UPSC angle: Prelims — Sita Soren v. Union of India (2024), seven-judge bench; overruled PV Narasimha Rao (1998); bribery not covered by Article 105(2) privilege. Mains — how does the Sita Soren judgment redefine parliamentary privilege? Does it adequately address criminalization of politics?
Waqf (Amendment) Act — Money Bill Route and SC Stay (2024–2025)
The Waqf (Amendment) Bill, 2024 was referred to a Joint Parliamentary Committee (JPC) in August 2024 and enacted as the Waqf (Amendment) Act, 2025. One of the ongoing legal debates is whether any of its financial provisions could potentially be classified as a Money Bill to avoid Rajya Sabha scrutiny — a concern that has been raised since the Aadhaar Act controversy (2016–2018). The SC's ongoing scrutiny of Money Bill misuse, following Rojer Mathew v.
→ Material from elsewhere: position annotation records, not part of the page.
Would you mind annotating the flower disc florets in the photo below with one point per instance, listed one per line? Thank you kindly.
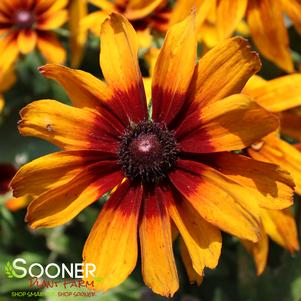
(25, 19)
(148, 152)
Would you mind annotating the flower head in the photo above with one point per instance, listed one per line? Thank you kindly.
(174, 167)
(145, 16)
(25, 24)
(265, 18)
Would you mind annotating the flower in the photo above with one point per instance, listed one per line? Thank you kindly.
(278, 96)
(25, 24)
(219, 20)
(144, 16)
(170, 168)
(7, 80)
(77, 11)
(7, 171)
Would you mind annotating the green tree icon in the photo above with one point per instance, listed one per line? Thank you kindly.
(10, 272)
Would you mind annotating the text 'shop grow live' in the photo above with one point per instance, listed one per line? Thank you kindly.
(150, 150)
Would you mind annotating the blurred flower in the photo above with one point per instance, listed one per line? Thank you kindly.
(220, 19)
(172, 167)
(277, 95)
(78, 37)
(7, 172)
(7, 80)
(144, 15)
(25, 24)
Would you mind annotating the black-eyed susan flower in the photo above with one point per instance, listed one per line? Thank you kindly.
(161, 169)
(78, 10)
(144, 16)
(265, 19)
(27, 24)
(278, 96)
(7, 80)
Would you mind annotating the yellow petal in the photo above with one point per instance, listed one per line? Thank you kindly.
(218, 199)
(61, 204)
(112, 243)
(268, 29)
(281, 227)
(225, 125)
(138, 9)
(51, 48)
(158, 263)
(229, 14)
(53, 20)
(259, 251)
(203, 240)
(291, 125)
(193, 276)
(223, 71)
(62, 125)
(270, 185)
(27, 40)
(279, 94)
(119, 64)
(276, 150)
(172, 79)
(83, 89)
(293, 9)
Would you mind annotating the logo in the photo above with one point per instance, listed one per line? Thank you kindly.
(19, 268)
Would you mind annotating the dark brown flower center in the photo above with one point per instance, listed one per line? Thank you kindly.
(148, 152)
(25, 19)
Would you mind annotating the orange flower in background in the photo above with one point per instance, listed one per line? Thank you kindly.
(145, 15)
(7, 172)
(7, 80)
(219, 19)
(77, 11)
(278, 96)
(172, 167)
(27, 24)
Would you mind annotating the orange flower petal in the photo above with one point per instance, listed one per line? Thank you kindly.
(171, 79)
(193, 276)
(158, 264)
(281, 227)
(278, 151)
(218, 199)
(225, 125)
(203, 240)
(119, 64)
(228, 15)
(268, 29)
(112, 243)
(62, 125)
(93, 22)
(53, 170)
(291, 125)
(259, 251)
(77, 11)
(86, 91)
(26, 40)
(270, 185)
(15, 204)
(50, 5)
(52, 20)
(293, 9)
(223, 71)
(276, 95)
(51, 48)
(9, 52)
(139, 9)
(183, 8)
(61, 204)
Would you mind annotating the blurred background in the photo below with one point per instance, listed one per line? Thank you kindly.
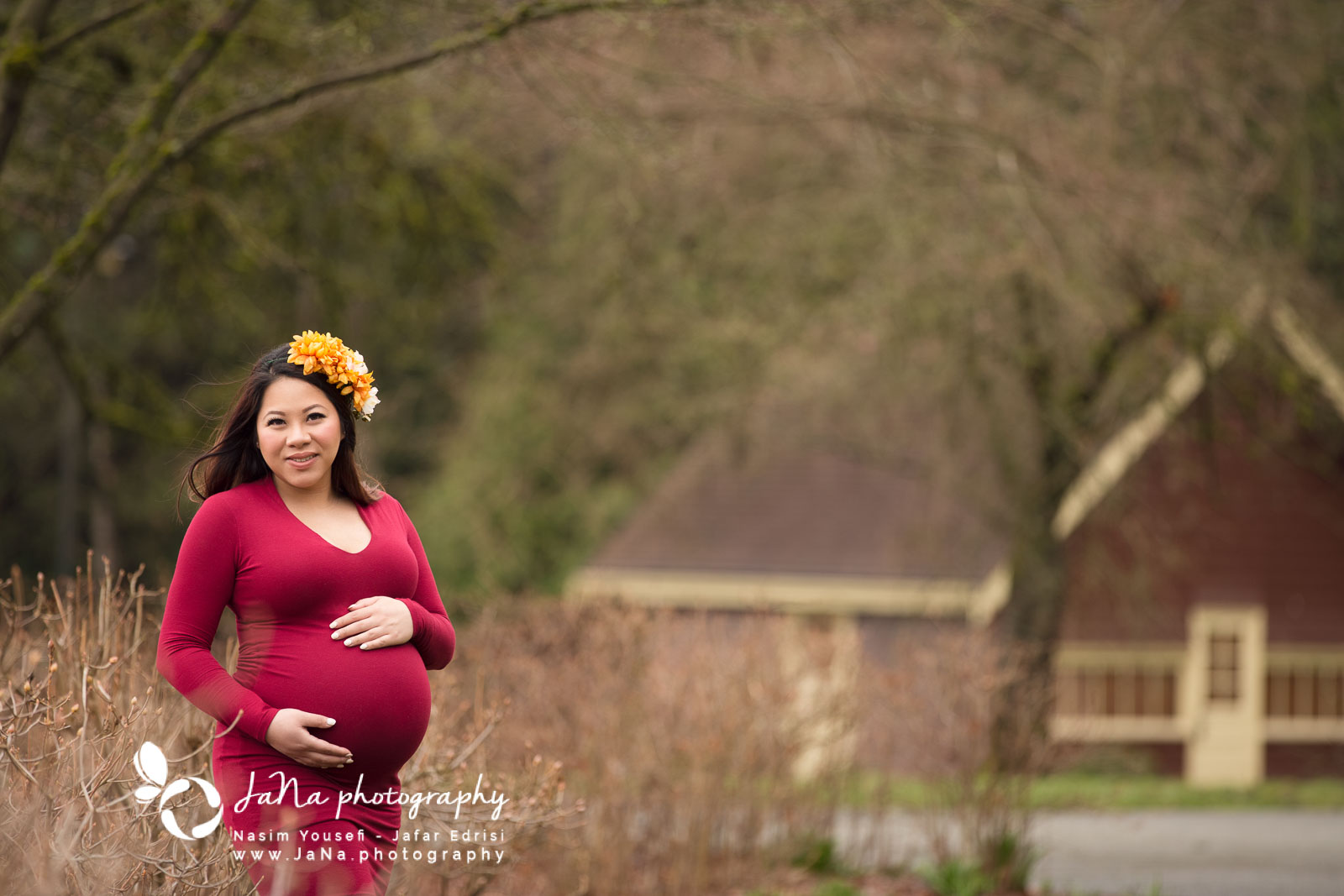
(937, 253)
(568, 253)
South Indian Bank (13 November 2019, referred to a larger bench), remains relevant to parliamentary privilege over financial legislation.
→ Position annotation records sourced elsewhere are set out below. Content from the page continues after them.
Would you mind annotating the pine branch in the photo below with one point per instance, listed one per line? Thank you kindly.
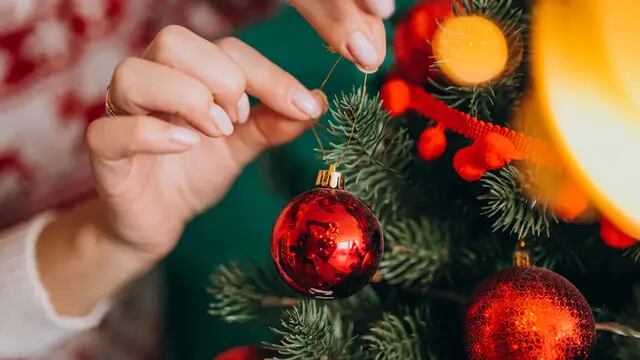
(241, 296)
(376, 160)
(398, 338)
(416, 251)
(634, 252)
(310, 332)
(510, 207)
(622, 342)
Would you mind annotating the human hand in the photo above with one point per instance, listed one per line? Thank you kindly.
(155, 171)
(353, 28)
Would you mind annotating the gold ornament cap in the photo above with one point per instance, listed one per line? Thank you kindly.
(330, 178)
(522, 256)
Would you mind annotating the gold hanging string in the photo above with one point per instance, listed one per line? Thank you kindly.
(315, 121)
(356, 117)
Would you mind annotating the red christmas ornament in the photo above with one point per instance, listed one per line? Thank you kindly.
(432, 143)
(614, 237)
(528, 313)
(412, 41)
(244, 353)
(326, 242)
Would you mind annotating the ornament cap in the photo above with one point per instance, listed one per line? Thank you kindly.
(521, 257)
(330, 178)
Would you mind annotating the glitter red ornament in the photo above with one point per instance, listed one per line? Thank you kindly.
(528, 313)
(326, 242)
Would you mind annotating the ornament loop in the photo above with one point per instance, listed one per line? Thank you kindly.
(521, 257)
(330, 178)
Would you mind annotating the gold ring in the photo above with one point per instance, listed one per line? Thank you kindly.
(111, 108)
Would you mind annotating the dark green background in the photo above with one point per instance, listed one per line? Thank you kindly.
(239, 227)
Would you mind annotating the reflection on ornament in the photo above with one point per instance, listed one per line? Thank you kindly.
(528, 313)
(326, 242)
(470, 50)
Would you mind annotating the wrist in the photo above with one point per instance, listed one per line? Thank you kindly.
(82, 262)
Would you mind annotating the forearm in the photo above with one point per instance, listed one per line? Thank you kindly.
(81, 262)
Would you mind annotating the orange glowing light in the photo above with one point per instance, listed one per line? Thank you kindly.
(587, 80)
(470, 50)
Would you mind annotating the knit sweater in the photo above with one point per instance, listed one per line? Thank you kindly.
(56, 59)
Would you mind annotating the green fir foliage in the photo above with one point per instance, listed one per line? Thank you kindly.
(241, 295)
(443, 236)
(398, 337)
(511, 208)
(376, 159)
(311, 331)
(416, 251)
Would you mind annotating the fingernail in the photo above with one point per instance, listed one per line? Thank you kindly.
(243, 108)
(184, 136)
(305, 102)
(362, 50)
(221, 119)
(382, 8)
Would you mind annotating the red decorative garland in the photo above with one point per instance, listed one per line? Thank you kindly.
(399, 96)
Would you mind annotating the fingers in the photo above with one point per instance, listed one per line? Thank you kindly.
(380, 8)
(267, 128)
(183, 50)
(275, 87)
(350, 29)
(116, 138)
(140, 87)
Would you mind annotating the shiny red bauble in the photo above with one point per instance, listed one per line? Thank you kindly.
(412, 41)
(327, 243)
(528, 313)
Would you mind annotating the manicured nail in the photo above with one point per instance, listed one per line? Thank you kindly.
(243, 108)
(382, 8)
(221, 119)
(305, 102)
(362, 50)
(184, 136)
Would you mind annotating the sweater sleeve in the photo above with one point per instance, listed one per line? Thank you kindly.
(29, 324)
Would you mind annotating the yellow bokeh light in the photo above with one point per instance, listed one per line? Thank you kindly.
(586, 77)
(470, 50)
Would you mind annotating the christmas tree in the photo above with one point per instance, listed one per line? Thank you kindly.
(437, 158)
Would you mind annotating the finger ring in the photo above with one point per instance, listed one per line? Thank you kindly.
(111, 108)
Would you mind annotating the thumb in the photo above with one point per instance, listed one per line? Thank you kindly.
(267, 128)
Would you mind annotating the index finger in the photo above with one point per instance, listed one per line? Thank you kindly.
(356, 34)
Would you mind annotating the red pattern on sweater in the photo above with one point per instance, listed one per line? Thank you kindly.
(56, 57)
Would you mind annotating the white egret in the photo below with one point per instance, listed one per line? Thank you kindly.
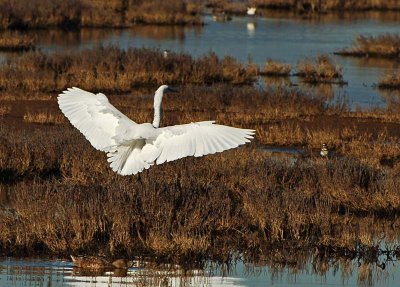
(133, 147)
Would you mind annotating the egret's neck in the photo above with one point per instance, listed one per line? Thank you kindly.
(157, 107)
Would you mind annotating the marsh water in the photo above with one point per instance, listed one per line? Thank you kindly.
(40, 272)
(256, 39)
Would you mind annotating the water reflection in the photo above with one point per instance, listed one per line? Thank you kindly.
(301, 269)
(278, 37)
(251, 28)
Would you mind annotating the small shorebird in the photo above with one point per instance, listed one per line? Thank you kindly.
(251, 11)
(166, 54)
(324, 151)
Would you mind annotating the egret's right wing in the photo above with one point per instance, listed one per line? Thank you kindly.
(198, 139)
(175, 142)
(94, 116)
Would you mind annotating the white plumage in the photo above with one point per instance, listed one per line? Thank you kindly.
(133, 147)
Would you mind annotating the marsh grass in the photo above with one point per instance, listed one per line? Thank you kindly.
(117, 70)
(73, 14)
(63, 198)
(16, 42)
(4, 110)
(384, 46)
(320, 70)
(44, 117)
(193, 208)
(275, 68)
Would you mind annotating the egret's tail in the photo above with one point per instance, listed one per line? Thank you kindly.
(128, 159)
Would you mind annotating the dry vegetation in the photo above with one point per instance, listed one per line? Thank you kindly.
(43, 118)
(320, 70)
(72, 14)
(386, 46)
(304, 6)
(63, 197)
(116, 70)
(275, 68)
(16, 42)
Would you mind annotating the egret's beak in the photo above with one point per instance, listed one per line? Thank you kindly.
(171, 90)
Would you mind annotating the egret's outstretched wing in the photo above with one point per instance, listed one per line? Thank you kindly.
(94, 116)
(175, 142)
(198, 139)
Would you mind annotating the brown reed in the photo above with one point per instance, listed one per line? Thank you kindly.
(116, 70)
(16, 42)
(320, 70)
(275, 68)
(73, 14)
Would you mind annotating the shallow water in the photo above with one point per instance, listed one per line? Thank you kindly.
(38, 272)
(256, 38)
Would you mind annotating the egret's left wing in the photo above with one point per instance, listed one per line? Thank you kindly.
(198, 139)
(94, 116)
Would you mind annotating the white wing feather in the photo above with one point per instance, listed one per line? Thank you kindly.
(198, 139)
(175, 142)
(133, 147)
(94, 116)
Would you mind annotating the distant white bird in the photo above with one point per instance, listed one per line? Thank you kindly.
(166, 54)
(133, 147)
(251, 11)
(324, 151)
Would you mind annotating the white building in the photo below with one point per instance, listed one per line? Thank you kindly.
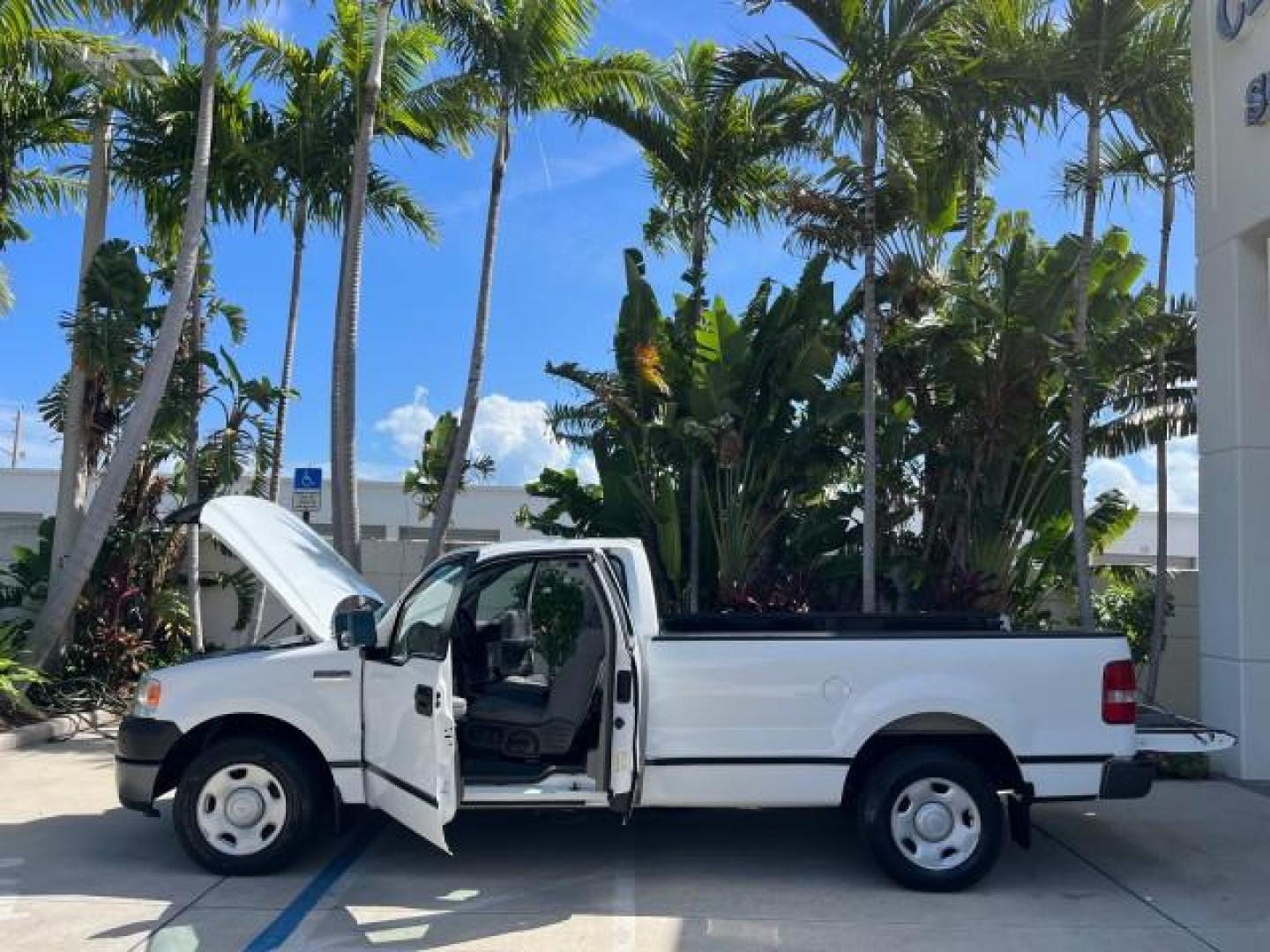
(392, 536)
(1232, 111)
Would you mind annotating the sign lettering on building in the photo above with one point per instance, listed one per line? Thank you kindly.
(1259, 100)
(1231, 18)
(1232, 14)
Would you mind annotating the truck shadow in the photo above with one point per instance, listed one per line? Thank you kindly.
(585, 880)
(517, 880)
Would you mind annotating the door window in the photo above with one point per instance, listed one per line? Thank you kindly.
(422, 625)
On 15 September 2025, a Division Bench (CJI Gavai + Justice Masih) partially stayed the Act — specifically staying the five-year Islam-practice clause (Section 3(r)) and certain Section 3C provisions on the District Collector's powers; the removal of "Waqf by user" was upheld; the matter continues for full hearing.
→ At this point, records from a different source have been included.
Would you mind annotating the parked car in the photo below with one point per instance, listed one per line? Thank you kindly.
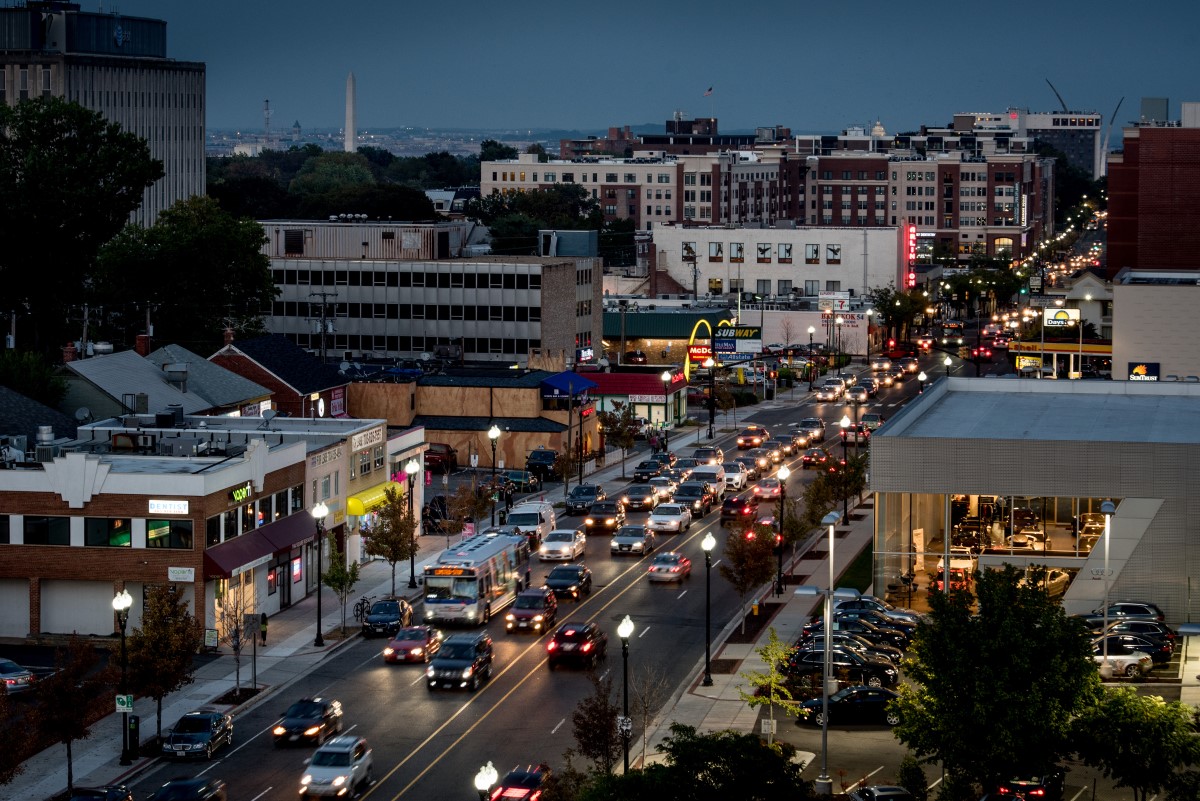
(576, 643)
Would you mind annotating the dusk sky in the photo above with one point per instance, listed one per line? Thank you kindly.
(811, 66)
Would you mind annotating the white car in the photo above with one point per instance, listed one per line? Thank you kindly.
(670, 517)
(340, 768)
(563, 544)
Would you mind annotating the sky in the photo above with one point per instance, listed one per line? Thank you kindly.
(810, 66)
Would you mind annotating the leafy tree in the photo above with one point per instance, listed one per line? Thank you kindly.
(71, 698)
(340, 577)
(1019, 669)
(594, 726)
(771, 687)
(69, 181)
(394, 536)
(1139, 741)
(160, 652)
(749, 561)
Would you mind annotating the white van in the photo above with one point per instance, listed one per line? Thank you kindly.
(533, 517)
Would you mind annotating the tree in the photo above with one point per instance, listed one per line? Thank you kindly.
(340, 577)
(395, 534)
(1019, 669)
(72, 697)
(749, 561)
(69, 181)
(594, 726)
(161, 650)
(771, 687)
(1139, 741)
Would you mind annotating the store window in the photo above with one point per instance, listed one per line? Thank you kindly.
(107, 533)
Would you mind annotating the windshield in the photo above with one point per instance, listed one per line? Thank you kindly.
(331, 759)
(447, 588)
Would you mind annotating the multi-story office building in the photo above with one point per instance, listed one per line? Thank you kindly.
(118, 66)
(396, 289)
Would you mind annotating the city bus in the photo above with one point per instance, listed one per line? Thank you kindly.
(475, 579)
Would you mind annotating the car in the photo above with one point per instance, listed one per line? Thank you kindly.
(16, 678)
(198, 734)
(340, 768)
(673, 518)
(606, 516)
(534, 609)
(387, 618)
(570, 580)
(191, 789)
(739, 510)
(582, 497)
(631, 540)
(563, 543)
(576, 643)
(767, 487)
(309, 720)
(815, 458)
(465, 662)
(647, 469)
(670, 566)
(640, 497)
(852, 705)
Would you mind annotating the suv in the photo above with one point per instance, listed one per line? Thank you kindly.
(540, 463)
(441, 458)
(341, 764)
(533, 610)
(463, 661)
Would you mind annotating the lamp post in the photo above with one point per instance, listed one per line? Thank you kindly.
(319, 512)
(783, 474)
(707, 546)
(121, 603)
(493, 434)
(411, 471)
(711, 365)
(813, 363)
(625, 726)
(485, 778)
(1108, 510)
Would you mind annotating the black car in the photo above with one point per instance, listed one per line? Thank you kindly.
(581, 498)
(739, 510)
(852, 705)
(387, 618)
(198, 735)
(570, 580)
(647, 469)
(580, 644)
(310, 720)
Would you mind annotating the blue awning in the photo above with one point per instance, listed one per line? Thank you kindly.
(563, 384)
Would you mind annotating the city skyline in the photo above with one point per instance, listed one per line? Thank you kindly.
(807, 68)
UPSC angle: Prelims — Waqf Amendment Act 2025 (enacted); JPC referral August 2024; SC partial stay 15 September 2025 (Section 3(r) and Section 3C provisos stayed); Rojer Mathew (13 Nov 2019) on Money Bill misuse — larger bench reference pending. Mains — assess the constitutional consequences of classifying non-financial bills as Money Bills; examine how this erodes Rajya Sabha's privileges under Article 109; analyse the SC's partial stay in the context of minority rights and Waqf property.
Operation Sindoor — Parliament, Privilege, and Executive Accountability (May–July 2026)
Following the Indian Armed Forces' Operation Sindoor (cross-border counter-terrorism strikes, 7–10 May 2026), Parliament debated the government's conduct of the operation and the ceasefire process. The Lok Sabha Business Advisory Committee allocated 16 hours for a special discussion on Operation Sindoor during the Monsoon Session (July 2026). The debate was significant from the parliamentary privilege perspective — the government invoked the convention that matters of active national security, ongoing diplomatic negotiations, and intelligence assessments fall within the area where the executive has discretion to limit the information shared with Parliament, even within the privileged space of House debates. Opposition parties pressed for the PM's presence and a statement under the House's right to receive information (implicit in Article 75(3) collective responsibility). The episode illustrates the constitutional tension between Article 105(2) (absolute privilege of speech inside Parliament) and the executive's inherent power to withhold operationally sensitive information — a tension not resolved by any statute and managed only by constitutional convention.
UPSC angle (multi-paper): Prelims — Operation Sindoor: May 2026; Monsoon Session 2026 special discussion; 16-hour allocation. Mains — examine the limits of parliamentary privilege in holding the executive accountable on national security matters; is there a case for a Standing Committee on National Security in India (on the model of the UK Intelligence and Security Committee) with classified briefing rights as an institutional safeguard?